To Etta, life, love, family, and friends were things to be cherished. Etta was loyal and committed and she did not hesitate to stand up for what she believed. Etta was loved and respected by many because she was not afraid to give of herself or to be herself. She was one of those rare individuals who lived as she was, free of pretense, materialism, and vanity. Etta was genuine in every way.
Although Etta and I became friends during sophomore year at Amherst, our friendship evolved during the eleven years since graduation. While we had some memorable times during college, it was in the course of sharing our adult lives that we came to know and respect each other. Etta and I carne to lean on each other for support when necessary. We loved each other and we shared so much. We are family, we are friends.
—Annette Harris Powell ’87
No regrets. That’s all I can say in thinking about my relationship with Etta. I really can’t say that I regret not having been better friends with Etta, because Etta and I were good friends. Not best friends, mind you, but good friends. For example, although prior to her battle with cancer, Etta and I hadn’t seen each other since the day we graduated from Amherst, whenever I did have the occasion to talk to Etta, she and I always were able to pick up our conversations as if it had only been a week since we were last together.
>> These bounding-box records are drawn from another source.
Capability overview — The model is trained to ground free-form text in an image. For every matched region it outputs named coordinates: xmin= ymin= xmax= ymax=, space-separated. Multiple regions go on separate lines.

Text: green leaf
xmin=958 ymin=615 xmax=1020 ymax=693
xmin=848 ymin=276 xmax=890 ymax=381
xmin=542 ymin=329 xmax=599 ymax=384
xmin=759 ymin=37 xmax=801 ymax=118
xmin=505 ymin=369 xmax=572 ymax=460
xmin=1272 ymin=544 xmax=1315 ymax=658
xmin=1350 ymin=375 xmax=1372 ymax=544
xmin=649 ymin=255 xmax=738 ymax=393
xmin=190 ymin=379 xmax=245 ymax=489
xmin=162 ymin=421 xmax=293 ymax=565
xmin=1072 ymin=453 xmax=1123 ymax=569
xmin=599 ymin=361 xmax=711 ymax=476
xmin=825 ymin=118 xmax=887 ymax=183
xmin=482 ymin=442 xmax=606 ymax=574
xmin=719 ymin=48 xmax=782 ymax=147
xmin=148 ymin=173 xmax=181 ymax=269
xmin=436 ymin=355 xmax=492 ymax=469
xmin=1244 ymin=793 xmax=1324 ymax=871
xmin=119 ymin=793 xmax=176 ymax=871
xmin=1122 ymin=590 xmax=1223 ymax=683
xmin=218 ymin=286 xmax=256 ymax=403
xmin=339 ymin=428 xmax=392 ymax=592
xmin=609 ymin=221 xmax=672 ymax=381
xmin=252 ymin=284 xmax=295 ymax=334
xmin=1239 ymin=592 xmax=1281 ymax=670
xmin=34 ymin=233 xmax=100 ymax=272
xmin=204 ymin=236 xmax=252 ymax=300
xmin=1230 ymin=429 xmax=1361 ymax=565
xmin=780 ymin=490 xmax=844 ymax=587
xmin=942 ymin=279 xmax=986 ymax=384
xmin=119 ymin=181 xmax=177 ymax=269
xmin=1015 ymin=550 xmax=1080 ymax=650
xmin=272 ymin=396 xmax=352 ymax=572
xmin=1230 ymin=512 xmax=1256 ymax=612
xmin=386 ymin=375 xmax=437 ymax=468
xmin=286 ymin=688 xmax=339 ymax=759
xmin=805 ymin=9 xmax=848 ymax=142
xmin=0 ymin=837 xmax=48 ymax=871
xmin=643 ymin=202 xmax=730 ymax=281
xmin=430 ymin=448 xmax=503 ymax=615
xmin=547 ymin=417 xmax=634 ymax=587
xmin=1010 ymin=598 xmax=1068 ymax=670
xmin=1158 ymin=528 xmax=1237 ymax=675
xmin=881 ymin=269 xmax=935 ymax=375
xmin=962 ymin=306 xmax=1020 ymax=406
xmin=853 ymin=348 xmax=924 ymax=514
I can’t say that I regret that Etta and I were closer together geographically, because I never felt that I had to be physically near Etta in order for us to feel “close.” As many of you know, Etta’s love for her friends ran a close second to her love for her family. If you knew Etta well enough, you know that this is a lot. As a result, I always felt close to Etta's heart. I can't say that I regret not having told Etta how I felt about her, because I did. Etta knew that I admired her, that I respected her, that I was proud of her, and that I loved her very much. I'm so glad that I never waited to say those things. So, I can't say that I regret much at all about my relationship with Etta. Isn't that wonderful?
I feel fortunate to have been able to enjoy many good times with her at and to have observed and experienced how excellent she was. In the end, however, I have lied to you. I do have one regret: I regret that I will never be able to hug Etta again and tell her that I love her.